The Diary of Anne Frank
The Diary of Anne Frank
By Frances Goodrich and Albert Hackett
Newly Adapted by Wendy Kessleman
Directed Stephen J. Halpin
Starring Julie Gottfried, Mark Davids and Clark Levi
Baggy Pants Theater
Presented at The Orlando Shakespeare Center, Orlando, FL</strong>
Cramped space, Nazi persecution, and everyone dies at the end – this can make even the perennially cheerful Russel Trahan cranky. As the Nazi’s rose to power, the well to do Jewish merchants fled but not far enough. Amsterdam looked good until the Nazi’s rolled in and by then it was too late. The Frank family had some money but no sense of time; thus they ended up hiding in a cramped room over a factory with the Van Daan’s. Friends (Leah Schult and Joshua Holt) bring them supplies, but after nearly two years hope dwindles. Not even the blooming romance between Anna and Peter (Levi) cheers things up. No one expects the Normandy Invasion, but it was too late: these families went to the camps dying just as the allies rolled up. Only father Otto (Davids) survived.
As always, this is a heart rending story. Davids’ Otto always remains calm, always remains practical and sometimes seems almost too perfect. Anna (Gottfried), too, is a perennial Pollyanna; seeing the whole “Living in a dark whole starving and fearing discovery” a big adventure. But that’s what it takes to survive; a sort of inverse pioneering spirit. More realistic were Trahan’s Mr. Van Daan and his fussy wife (Christina Disla). They felt a real couple married too long and reduced to fighting to keep alive whatever ash of a marriage remains. Moping around on the periphery are the sad but loving Mrs.

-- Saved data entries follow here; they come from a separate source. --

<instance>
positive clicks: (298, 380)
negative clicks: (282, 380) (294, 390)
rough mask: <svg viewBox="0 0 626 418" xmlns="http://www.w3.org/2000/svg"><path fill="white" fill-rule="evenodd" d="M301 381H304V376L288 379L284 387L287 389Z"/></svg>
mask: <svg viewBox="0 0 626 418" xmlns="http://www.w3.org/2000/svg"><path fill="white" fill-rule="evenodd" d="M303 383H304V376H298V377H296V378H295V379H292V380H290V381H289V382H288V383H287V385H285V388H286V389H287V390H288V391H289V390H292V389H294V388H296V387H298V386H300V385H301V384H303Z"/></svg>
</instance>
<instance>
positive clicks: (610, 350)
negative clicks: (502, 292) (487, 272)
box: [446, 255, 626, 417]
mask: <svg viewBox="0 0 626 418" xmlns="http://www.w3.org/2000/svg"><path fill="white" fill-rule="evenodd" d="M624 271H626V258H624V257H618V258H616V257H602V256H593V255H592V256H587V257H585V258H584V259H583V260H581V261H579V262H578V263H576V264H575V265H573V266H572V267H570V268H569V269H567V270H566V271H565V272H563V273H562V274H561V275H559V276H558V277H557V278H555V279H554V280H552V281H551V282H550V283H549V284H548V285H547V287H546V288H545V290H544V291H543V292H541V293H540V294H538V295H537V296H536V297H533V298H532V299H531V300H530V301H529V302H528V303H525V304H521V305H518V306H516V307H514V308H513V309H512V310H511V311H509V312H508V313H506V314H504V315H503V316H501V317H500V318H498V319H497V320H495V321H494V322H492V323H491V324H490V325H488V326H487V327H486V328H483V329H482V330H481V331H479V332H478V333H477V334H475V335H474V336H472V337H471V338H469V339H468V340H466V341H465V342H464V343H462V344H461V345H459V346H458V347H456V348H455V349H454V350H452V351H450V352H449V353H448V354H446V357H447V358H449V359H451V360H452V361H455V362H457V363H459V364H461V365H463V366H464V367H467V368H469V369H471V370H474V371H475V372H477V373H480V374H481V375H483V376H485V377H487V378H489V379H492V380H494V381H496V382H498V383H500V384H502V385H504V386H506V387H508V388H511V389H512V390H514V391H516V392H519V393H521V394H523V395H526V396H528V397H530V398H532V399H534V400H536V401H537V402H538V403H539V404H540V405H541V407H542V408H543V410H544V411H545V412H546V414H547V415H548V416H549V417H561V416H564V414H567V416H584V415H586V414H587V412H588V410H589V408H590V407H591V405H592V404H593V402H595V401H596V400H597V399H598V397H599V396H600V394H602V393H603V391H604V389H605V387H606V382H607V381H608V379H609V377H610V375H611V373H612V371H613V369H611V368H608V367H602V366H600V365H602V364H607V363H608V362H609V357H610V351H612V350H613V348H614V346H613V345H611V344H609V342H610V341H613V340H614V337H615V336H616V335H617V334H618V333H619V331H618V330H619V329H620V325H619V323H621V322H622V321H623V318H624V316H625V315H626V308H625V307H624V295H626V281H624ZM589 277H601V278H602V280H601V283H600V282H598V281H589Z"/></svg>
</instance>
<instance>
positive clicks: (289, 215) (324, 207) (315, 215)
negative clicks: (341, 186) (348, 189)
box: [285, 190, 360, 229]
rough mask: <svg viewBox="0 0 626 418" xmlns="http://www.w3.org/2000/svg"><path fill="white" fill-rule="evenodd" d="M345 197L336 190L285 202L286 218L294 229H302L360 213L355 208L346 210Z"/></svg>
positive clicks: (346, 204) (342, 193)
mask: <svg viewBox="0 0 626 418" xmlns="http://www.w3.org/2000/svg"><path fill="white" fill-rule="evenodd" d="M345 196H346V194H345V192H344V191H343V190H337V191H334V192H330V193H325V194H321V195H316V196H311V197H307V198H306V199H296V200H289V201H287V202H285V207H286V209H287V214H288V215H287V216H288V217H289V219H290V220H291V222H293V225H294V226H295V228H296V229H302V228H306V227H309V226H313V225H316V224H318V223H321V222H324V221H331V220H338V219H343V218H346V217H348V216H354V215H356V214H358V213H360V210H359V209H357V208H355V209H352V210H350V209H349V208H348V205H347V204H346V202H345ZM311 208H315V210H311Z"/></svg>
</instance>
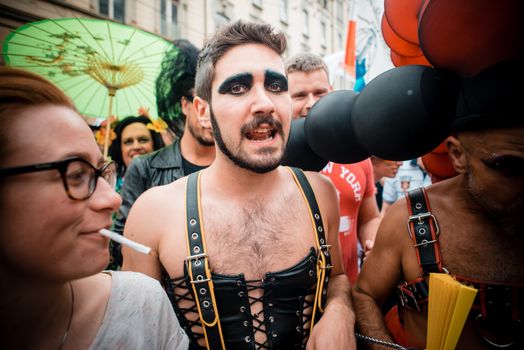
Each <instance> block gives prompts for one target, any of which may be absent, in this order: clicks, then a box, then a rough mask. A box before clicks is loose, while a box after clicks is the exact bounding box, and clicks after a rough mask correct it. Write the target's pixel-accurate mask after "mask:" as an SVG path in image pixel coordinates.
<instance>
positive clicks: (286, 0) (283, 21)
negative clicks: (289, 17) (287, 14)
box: [280, 0, 287, 23]
mask: <svg viewBox="0 0 524 350" xmlns="http://www.w3.org/2000/svg"><path fill="white" fill-rule="evenodd" d="M280 20H281V21H282V22H284V23H287V0H280Z"/></svg>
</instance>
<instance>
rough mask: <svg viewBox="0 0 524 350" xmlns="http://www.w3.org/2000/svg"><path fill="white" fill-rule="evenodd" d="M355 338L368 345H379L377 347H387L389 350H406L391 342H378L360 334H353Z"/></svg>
mask: <svg viewBox="0 0 524 350" xmlns="http://www.w3.org/2000/svg"><path fill="white" fill-rule="evenodd" d="M355 336H356V337H357V338H358V339H360V340H362V341H364V342H366V343H368V344H379V345H383V346H387V347H389V348H393V349H398V350H408V348H405V347H403V346H402V345H399V344H396V343H392V342H389V341H385V340H380V339H377V338H372V337H368V336H367V335H363V334H360V333H355Z"/></svg>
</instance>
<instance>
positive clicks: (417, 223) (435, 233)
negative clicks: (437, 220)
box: [407, 212, 440, 236]
mask: <svg viewBox="0 0 524 350" xmlns="http://www.w3.org/2000/svg"><path fill="white" fill-rule="evenodd" d="M427 218H430V219H432V220H433V224H434V225H435V236H438V235H439V233H440V228H439V227H438V223H437V218H436V217H435V215H433V214H432V213H431V212H426V213H420V214H416V215H410V216H409V217H408V220H407V225H408V232H409V235H410V236H411V227H410V226H409V224H411V222H412V221H416V222H417V224H419V225H422V224H423V223H424V221H423V220H424V219H427Z"/></svg>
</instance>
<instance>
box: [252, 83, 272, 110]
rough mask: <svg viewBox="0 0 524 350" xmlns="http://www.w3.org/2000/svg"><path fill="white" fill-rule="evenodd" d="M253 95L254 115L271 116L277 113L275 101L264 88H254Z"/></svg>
mask: <svg viewBox="0 0 524 350" xmlns="http://www.w3.org/2000/svg"><path fill="white" fill-rule="evenodd" d="M253 94H254V96H253V98H254V101H253V105H252V111H253V114H257V113H264V114H271V113H273V112H274V111H275V105H274V104H273V101H272V100H271V98H270V97H269V95H268V92H267V91H266V89H265V87H264V86H254V87H253Z"/></svg>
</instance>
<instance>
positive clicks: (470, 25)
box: [386, 0, 524, 77]
mask: <svg viewBox="0 0 524 350" xmlns="http://www.w3.org/2000/svg"><path fill="white" fill-rule="evenodd" d="M387 2H388V1H386V3H387ZM392 2H396V1H392ZM388 18H389V17H388ZM390 24H393V23H391V22H390ZM523 27H524V1H522V0H497V1H494V0H430V1H429V3H428V4H427V6H426V8H425V9H424V11H423V12H422V13H421V17H420V23H419V33H418V34H419V35H418V37H419V40H420V46H421V48H422V52H423V53H424V56H426V58H427V59H428V61H429V62H431V64H432V65H433V66H435V67H436V68H442V69H446V70H451V71H453V72H455V73H456V74H459V75H461V76H464V77H472V76H474V75H476V74H477V73H479V72H480V71H482V70H483V69H485V68H487V67H490V66H492V65H494V64H496V63H499V62H502V61H506V60H509V59H512V58H515V57H517V56H519V55H522V52H523V51H524V28H523Z"/></svg>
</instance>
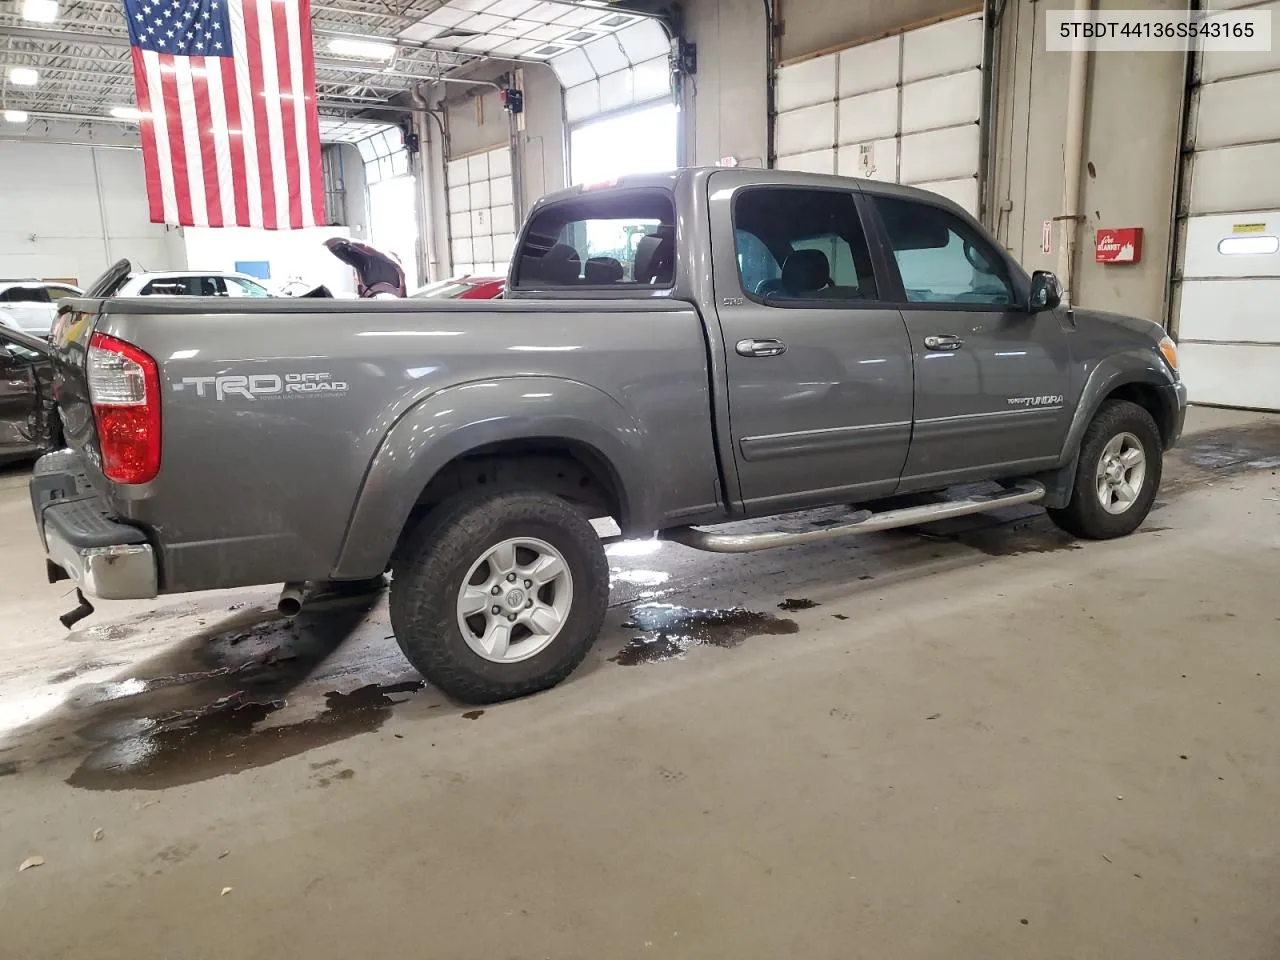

Edith Frank (Anne-Marie Ferraro) and the quiet and sometimes ill Margot (Lauren Barton). This pair looked the most beaten down; they did the chores maintaining a house where seven people shared one toilet that couldn’t be flushed.
I had misremembered somewhere the entire family had died and the source material was found accidently in an attic. But this new version adds an epilog; father Otto survived Auschwitz and while all the others died their dates and locations are mostly known. Not that that changes much; this remains the definitive Surviving the Nazis story. Here it’s displayed with tact and a solid cast but damn, it IS depressing.